Some people seem surprised when they hear I only own a few hundred domain names. Across the five domain registrar accounts I use, my two companies probably own fewer than 400 domain names at any given time, yet I make my living as a domain investor. My domain portfolio is a fraction of the size of most other professional domainers, and I’ll share some insight into how I operate and why having a more trim portfolio is helpful to my business model.
My focus has almost always been to buy domain names to re-sell to targeted businesses. Despite the lessening importance of an exact match domain name, I continue to find companies who are interested in owning their category defining domain name. For my business, I am less concerned about the traffic and revenue a domain name receives and more interested in evaluating whether or not I could see a company buying the domain name from my company for its business. With some domain names, I wait to receive offers, and with others, I am proactive about selling.
A few years ago, during the economic downturn that hurt the US and world economy, I found that the sale of my domain names slowed. As a result, I slowed my acquisition rate, and my business suffered. I decided to focus on having some of my domain names developed into websites, and I launched a number of properties. Despite initial successes with mini sites, most of those petered out or didn’t move the needle. Larger sites of mine, like this blog, have become financially successful.
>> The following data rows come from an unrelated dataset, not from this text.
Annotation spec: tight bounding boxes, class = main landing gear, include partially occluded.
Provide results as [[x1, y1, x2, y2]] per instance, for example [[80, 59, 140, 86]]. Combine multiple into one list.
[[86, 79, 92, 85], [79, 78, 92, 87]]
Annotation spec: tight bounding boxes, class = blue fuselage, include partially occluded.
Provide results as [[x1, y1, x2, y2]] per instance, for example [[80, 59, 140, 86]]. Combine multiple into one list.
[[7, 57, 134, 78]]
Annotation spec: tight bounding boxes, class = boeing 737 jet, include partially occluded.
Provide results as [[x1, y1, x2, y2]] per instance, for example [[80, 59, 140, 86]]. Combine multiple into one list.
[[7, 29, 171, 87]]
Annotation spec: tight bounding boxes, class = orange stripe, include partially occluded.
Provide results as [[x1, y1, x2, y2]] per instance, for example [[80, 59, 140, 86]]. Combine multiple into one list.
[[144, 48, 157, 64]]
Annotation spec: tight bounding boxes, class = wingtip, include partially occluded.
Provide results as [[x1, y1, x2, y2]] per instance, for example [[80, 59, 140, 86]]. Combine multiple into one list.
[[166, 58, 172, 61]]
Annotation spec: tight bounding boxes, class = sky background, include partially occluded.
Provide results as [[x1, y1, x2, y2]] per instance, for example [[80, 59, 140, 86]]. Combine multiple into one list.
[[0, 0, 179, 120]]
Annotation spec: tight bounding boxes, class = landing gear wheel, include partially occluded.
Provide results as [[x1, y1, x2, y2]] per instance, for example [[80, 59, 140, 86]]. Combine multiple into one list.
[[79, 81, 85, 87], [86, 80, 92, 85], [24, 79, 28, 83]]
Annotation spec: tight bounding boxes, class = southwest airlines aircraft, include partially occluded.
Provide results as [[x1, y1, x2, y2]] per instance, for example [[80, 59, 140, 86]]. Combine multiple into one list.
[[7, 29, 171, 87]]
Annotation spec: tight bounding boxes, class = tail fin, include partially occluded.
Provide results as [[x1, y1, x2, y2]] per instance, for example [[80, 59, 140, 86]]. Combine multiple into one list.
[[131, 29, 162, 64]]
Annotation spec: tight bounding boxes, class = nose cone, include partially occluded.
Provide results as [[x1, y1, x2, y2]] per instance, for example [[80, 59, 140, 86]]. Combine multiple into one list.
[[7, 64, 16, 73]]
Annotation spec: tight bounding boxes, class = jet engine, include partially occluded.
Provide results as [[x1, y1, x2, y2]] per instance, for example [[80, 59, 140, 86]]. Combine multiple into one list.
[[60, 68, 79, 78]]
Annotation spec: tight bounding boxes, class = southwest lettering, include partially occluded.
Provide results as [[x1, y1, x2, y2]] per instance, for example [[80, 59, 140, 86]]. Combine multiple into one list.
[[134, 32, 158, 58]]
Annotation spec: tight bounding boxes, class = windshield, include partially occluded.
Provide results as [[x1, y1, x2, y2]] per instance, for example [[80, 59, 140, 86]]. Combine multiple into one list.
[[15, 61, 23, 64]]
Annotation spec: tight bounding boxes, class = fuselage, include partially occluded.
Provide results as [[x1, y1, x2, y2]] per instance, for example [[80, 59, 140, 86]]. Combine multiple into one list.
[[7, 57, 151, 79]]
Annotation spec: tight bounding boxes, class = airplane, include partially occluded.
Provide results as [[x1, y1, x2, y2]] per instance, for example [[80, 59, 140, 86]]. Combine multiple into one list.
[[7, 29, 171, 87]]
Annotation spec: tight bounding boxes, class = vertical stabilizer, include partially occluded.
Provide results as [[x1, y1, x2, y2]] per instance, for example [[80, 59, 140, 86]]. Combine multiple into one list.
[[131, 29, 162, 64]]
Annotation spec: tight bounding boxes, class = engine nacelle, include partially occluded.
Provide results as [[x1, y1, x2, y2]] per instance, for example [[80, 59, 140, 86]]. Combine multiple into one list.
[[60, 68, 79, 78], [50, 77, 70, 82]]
This has helped me significantly, as there are now two different revenue streams for my business.
I’ve found that most other domain investors own many hundreds or thousands of domain names. Some investors rely on monetization via domain parking or other means of monetization. PPC can still drive significant amounts of revenue, and there are plenty of people who do well with it. It’s not my forte, and I would rather focus on selling than monetizing for most of my assets. Other people own thousands of domain names and sell more passively. Others operate networks of inter-related websites and monetize them via different means. There are probably many other business models I am not even touching, like domain registrars, domain brokers, registry businesses, lawyers…etc.
One reason I like my business model is that it allows me to be flexible and make changes quickly. My overhead is fairly low, especially with domain name renewal fees, so I can invest where I see opportunity. Should .com take a hit in the short or long term with the new gTLD domain names, I will be in a position to make an investment. Should .com remain strong, I will continue to invest as I have been doing.
My opinion is that things may be changing, and there might be some good opportunities on the horizon. Should that be the case, my business model will allow me the flexibility to make changes on the fly.